Ojalá pudiera llamar a mi yo de trece años y
decirle que no se puede solucionar con una varita mágica. Al principio se
quedaría hecho polvo –aunque está rezando por saber la verdad– pero lo que
añadiría después debería animarle: puedes acabar dominando las estrategias
destacadas aquí y, al igual que los amigos burlones en un anuncio de champú
anticaspa de H&S, la gente dejará de definirte como una persona que padece un
problema. Muchas de las personas que leyeron las correcciones de Black Swan Green me preguntaron cómo había
hecho la investigación sobre la tartamudez: intentaban hacer que me sintiera
mejor conmigo mismo. Mucha gente se traba cuando habla, pero no se le califica
como tartamuda. Es igual que con los temblores de tierra, que ocurren todo el
tiempo pero solo se registran como terremotos cuando sobrepasan cierto umbral
de intensidad. Aspira a mantener la intensidad de tu tartamudeo por debajo de
ese umbral. Un famoso exfutbolista alcohólico habló una vez de la imposibilidad
de «curar» el alcoholismo: en lugar de eso, aspiró a convertirse en un
alcohólico abstemio. Creo que para nosotros es realista y saludable aspirar a
convertirnos en tartamudos que no tartamudean.

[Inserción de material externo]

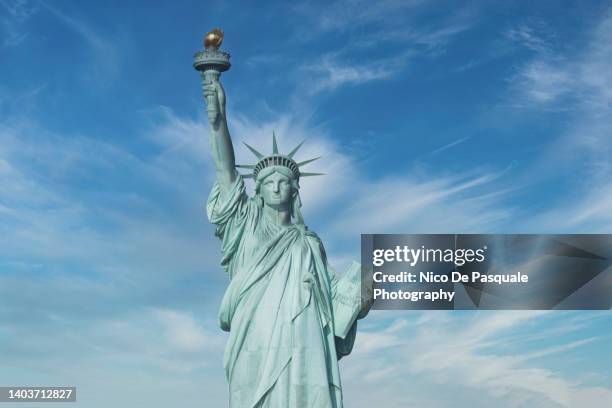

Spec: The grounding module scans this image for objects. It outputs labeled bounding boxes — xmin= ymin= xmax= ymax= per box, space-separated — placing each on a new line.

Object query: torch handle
xmin=204 ymin=69 xmax=221 ymax=124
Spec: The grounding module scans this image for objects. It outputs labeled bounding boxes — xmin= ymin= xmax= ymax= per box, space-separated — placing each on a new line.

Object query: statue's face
xmin=259 ymin=172 xmax=291 ymax=207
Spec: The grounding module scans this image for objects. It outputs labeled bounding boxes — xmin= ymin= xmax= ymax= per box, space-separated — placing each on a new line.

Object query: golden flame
xmin=204 ymin=28 xmax=223 ymax=49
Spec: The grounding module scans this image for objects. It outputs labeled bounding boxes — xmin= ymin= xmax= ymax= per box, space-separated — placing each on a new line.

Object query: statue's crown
xmin=236 ymin=132 xmax=323 ymax=180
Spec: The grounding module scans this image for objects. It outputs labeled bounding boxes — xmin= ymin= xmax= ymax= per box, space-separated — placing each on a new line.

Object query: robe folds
xmin=206 ymin=176 xmax=356 ymax=408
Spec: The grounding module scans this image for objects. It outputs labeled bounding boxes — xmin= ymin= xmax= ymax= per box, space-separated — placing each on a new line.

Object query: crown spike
xmin=272 ymin=131 xmax=278 ymax=154
xmin=297 ymin=156 xmax=321 ymax=167
xmin=242 ymin=142 xmax=264 ymax=159
xmin=287 ymin=140 xmax=306 ymax=159
xmin=300 ymin=172 xmax=325 ymax=177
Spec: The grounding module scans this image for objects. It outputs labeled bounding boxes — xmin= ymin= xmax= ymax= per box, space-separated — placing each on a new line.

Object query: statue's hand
xmin=202 ymin=75 xmax=225 ymax=127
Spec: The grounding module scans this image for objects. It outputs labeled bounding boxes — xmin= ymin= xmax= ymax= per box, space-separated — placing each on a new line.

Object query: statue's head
xmin=255 ymin=166 xmax=300 ymax=209
xmin=236 ymin=134 xmax=320 ymax=224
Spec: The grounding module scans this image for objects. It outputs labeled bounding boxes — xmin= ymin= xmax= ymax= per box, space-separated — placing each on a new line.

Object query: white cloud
xmin=300 ymin=54 xmax=408 ymax=94
xmin=41 ymin=2 xmax=121 ymax=85
xmin=344 ymin=312 xmax=612 ymax=407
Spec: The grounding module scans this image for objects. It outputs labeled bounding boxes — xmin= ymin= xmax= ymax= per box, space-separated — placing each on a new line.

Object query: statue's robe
xmin=207 ymin=176 xmax=356 ymax=408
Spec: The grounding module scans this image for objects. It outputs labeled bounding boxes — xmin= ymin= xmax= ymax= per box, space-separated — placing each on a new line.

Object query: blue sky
xmin=0 ymin=0 xmax=612 ymax=407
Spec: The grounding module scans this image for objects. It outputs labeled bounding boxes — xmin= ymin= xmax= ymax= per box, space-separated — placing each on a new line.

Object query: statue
xmin=194 ymin=29 xmax=371 ymax=408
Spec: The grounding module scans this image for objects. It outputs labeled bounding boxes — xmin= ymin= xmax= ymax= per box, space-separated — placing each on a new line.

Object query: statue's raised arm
xmin=193 ymin=28 xmax=237 ymax=191
xmin=201 ymin=73 xmax=236 ymax=190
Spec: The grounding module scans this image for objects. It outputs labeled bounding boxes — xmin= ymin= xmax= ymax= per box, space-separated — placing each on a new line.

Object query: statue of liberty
xmin=195 ymin=30 xmax=370 ymax=408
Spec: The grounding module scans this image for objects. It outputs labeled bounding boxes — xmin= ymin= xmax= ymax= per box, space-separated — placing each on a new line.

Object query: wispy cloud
xmin=430 ymin=136 xmax=471 ymax=155
xmin=513 ymin=10 xmax=612 ymax=231
xmin=41 ymin=3 xmax=121 ymax=85
xmin=299 ymin=53 xmax=409 ymax=94
xmin=0 ymin=0 xmax=38 ymax=47
xmin=345 ymin=312 xmax=612 ymax=407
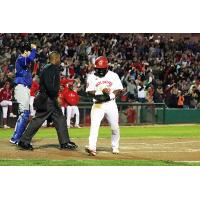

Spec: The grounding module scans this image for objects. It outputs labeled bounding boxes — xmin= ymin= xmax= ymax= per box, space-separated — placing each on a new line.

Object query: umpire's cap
xmin=19 ymin=42 xmax=31 ymax=53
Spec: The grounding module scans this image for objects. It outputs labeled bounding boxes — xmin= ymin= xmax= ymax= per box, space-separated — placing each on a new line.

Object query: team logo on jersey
xmin=96 ymin=81 xmax=113 ymax=87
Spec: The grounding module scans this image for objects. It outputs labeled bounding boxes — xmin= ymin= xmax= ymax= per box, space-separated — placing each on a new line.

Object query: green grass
xmin=0 ymin=125 xmax=200 ymax=138
xmin=0 ymin=125 xmax=200 ymax=166
xmin=0 ymin=160 xmax=200 ymax=166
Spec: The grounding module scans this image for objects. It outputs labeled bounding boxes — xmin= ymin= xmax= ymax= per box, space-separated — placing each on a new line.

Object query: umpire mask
xmin=94 ymin=68 xmax=108 ymax=78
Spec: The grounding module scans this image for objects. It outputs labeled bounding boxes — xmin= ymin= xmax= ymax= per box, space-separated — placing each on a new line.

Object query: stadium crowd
xmin=0 ymin=33 xmax=200 ymax=108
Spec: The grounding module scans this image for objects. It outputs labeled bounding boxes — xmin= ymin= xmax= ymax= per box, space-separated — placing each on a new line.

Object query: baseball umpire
xmin=18 ymin=52 xmax=78 ymax=150
xmin=10 ymin=42 xmax=36 ymax=144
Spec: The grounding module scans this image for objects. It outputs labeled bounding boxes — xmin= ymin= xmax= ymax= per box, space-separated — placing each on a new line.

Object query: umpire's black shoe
xmin=60 ymin=142 xmax=78 ymax=150
xmin=17 ymin=141 xmax=33 ymax=151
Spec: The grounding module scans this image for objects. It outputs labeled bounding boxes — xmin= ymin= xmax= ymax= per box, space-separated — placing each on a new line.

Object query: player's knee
xmin=111 ymin=125 xmax=119 ymax=134
xmin=21 ymin=110 xmax=30 ymax=122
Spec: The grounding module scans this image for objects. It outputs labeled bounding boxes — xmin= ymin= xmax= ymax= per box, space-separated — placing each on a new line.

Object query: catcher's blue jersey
xmin=14 ymin=49 xmax=36 ymax=88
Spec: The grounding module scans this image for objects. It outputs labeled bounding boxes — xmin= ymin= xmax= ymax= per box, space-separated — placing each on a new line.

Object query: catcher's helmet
xmin=94 ymin=56 xmax=108 ymax=78
xmin=95 ymin=56 xmax=108 ymax=69
xmin=19 ymin=42 xmax=31 ymax=53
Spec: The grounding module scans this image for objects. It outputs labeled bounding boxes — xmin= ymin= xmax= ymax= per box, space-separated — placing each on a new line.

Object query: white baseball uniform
xmin=86 ymin=71 xmax=123 ymax=151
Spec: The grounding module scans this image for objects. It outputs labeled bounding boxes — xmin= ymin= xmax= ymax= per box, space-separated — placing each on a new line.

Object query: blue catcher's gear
xmin=10 ymin=110 xmax=30 ymax=144
xmin=14 ymin=49 xmax=36 ymax=88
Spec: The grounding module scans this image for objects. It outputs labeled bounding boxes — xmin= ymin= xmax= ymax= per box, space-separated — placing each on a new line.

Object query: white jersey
xmin=86 ymin=71 xmax=123 ymax=95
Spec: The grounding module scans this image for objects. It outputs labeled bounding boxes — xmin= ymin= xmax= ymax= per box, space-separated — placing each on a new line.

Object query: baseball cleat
xmin=17 ymin=141 xmax=33 ymax=151
xmin=85 ymin=146 xmax=97 ymax=156
xmin=3 ymin=125 xmax=10 ymax=129
xmin=9 ymin=138 xmax=18 ymax=144
xmin=60 ymin=142 xmax=78 ymax=150
xmin=113 ymin=149 xmax=119 ymax=154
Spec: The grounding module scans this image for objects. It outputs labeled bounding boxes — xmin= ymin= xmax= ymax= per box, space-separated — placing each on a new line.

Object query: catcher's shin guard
xmin=10 ymin=110 xmax=30 ymax=143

He aquí mi gran idea: deja de intentar matar el
tartamudeo. Esa metáfora sobre el homúnculo, o el perro que se porta mal, o
como quiera que lo visualices, al final se convierte en un obstáculo para solucionarlo.
Cambia tu percepción de la tartamudez. Deja de verlo como un enemigo al que hay
que derrotar: es una parte integral del proceso que sigues cuando piensas y
cuando percibes a los demás, y del proceso del lenguaje, y ningún bien puede
venir de odiar una parte integral de ti mismo (en contraposición a un rasgo de
la personalidad indeseable). Te informa de tu relación con el lenguaje y lo enriquece, aunque solo sea porque
necesitas más estructuras y vocabulario a tu alcance. Está claro que nos
metemos en nosotros mismos mientras pensamos, pero pensar antes de hablar tiene
muchas ventajas. Si hubiese podido construir oraciones sin interrupción ni
esfuerzo, como mis compañeros de clase a los que envidiaba en secreto, probablemente
no habría tenido la necesidad de anotarlas, ni de convertirme en escritor. Igual
que tienes que vivir en algún lugar, tienes que ser alguien, y mientras los
defectos, limitaciones e impedimentos no alejen a tus amigos, ¿por qué no
pueden ser tan válidos a la hora de determinar quién eres y cuál es tu vocación,
como lo es tu talento? He pasado demasiados años luchando en una interminable batalla
librada en mi propia cabeza, que no se puede ganar y que mina la autoestima, como
para disculparme por el tono de «chocolate calentito para el alma» de esta
conclusión. Sobre todo, intenta entender tu «defecto», cualquiera que sea la
forma que adopte, y aprende de ello. Hazte su amigo.